Fast counting the number of set bits in __m128i register

2 Answers

Here are some codes I used in an old project (there is a research paper about it). The function popcnt8 below computes the number of bits set in each byte.
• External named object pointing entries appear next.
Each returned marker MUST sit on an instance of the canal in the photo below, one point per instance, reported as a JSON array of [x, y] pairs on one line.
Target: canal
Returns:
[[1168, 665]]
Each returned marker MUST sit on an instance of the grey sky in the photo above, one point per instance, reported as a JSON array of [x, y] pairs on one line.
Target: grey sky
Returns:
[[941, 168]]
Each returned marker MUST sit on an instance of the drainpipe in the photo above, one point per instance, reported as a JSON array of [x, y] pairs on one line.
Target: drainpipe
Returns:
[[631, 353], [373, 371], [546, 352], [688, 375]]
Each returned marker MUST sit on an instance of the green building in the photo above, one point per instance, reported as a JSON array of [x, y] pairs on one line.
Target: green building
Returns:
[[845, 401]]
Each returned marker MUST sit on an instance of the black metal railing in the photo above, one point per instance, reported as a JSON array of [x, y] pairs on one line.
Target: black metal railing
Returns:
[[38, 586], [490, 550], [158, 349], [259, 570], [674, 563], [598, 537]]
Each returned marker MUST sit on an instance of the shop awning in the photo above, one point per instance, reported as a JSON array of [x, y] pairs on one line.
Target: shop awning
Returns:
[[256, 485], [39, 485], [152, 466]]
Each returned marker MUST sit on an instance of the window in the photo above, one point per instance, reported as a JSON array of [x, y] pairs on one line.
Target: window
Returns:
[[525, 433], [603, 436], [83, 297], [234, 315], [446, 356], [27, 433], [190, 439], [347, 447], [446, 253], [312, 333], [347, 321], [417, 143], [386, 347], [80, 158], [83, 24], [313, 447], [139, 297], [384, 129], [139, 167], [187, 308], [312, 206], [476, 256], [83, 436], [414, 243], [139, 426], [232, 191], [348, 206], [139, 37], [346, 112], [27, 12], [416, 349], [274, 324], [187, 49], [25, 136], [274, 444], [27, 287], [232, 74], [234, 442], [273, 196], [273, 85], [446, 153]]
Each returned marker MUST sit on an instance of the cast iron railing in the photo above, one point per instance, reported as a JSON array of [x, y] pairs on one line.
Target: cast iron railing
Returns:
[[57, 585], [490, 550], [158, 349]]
SSE2-only version (based on Algorithm 3 in Hacker's Delight book):

static const __m128i popcount_mask1 = _mm_set1_epi8(0x77);
static const __m128i popcount_mask2 = _mm_set1_epi8(0x0F);
static inline __m128i popcnt8(__m128i x) {
    __m128i n;
    // Count bits in each 4-bit field.
    n = _mm_srli_epi64(x, 1);
    n = _mm_and_si128(popcount_mask1, n);
    x = _mm_sub_epi8(x, n);
    n = _mm_srli_epi64(n, 1);
    n = _mm_and_si128(popcount_mask1, n);
    x = _mm_sub_epi8(x, n);
    n = _mm_srli_epi64(n, 1);
    n = _mm_and_si128(popcount_mask1, n);
    x = _mm_sub_epi8(x, n);
    x = _mm_add_epi8(x, _mm_srli_epi16(x, 4));
    x = _mm_and_si128(popcount_mask2, x);
    return x;
}

SSSE3 version (due to Wojciech Mula):

static const __m128i popcount_mask = _mm_set1_epi8(0x0F);
static const __m128i popcount_table = _mm_setr_epi8(0, 1, 1, 2, 1, 2, 2, 3, 1, 2, 2, 3, 2, 3, 3, 4);
static inline __m128i popcnt8(__m128i n) {
    const __m128i pcnt0 = _mm_shuffle_epi8(popcount_table, _mm_and_si128(n, popcount_mask));
    const __m128i pcnt1 = _mm_shuffle_epi8(popcount_table, _mm_and_si128(_mm_srli_epi16(n, 4), popcount_mask));
    return _mm_add_epi8(pcnt0, pcnt1);
}

XOP version (equivalent to SSSE3, but uses XOP instructions which are faster on AMD Bulldozer)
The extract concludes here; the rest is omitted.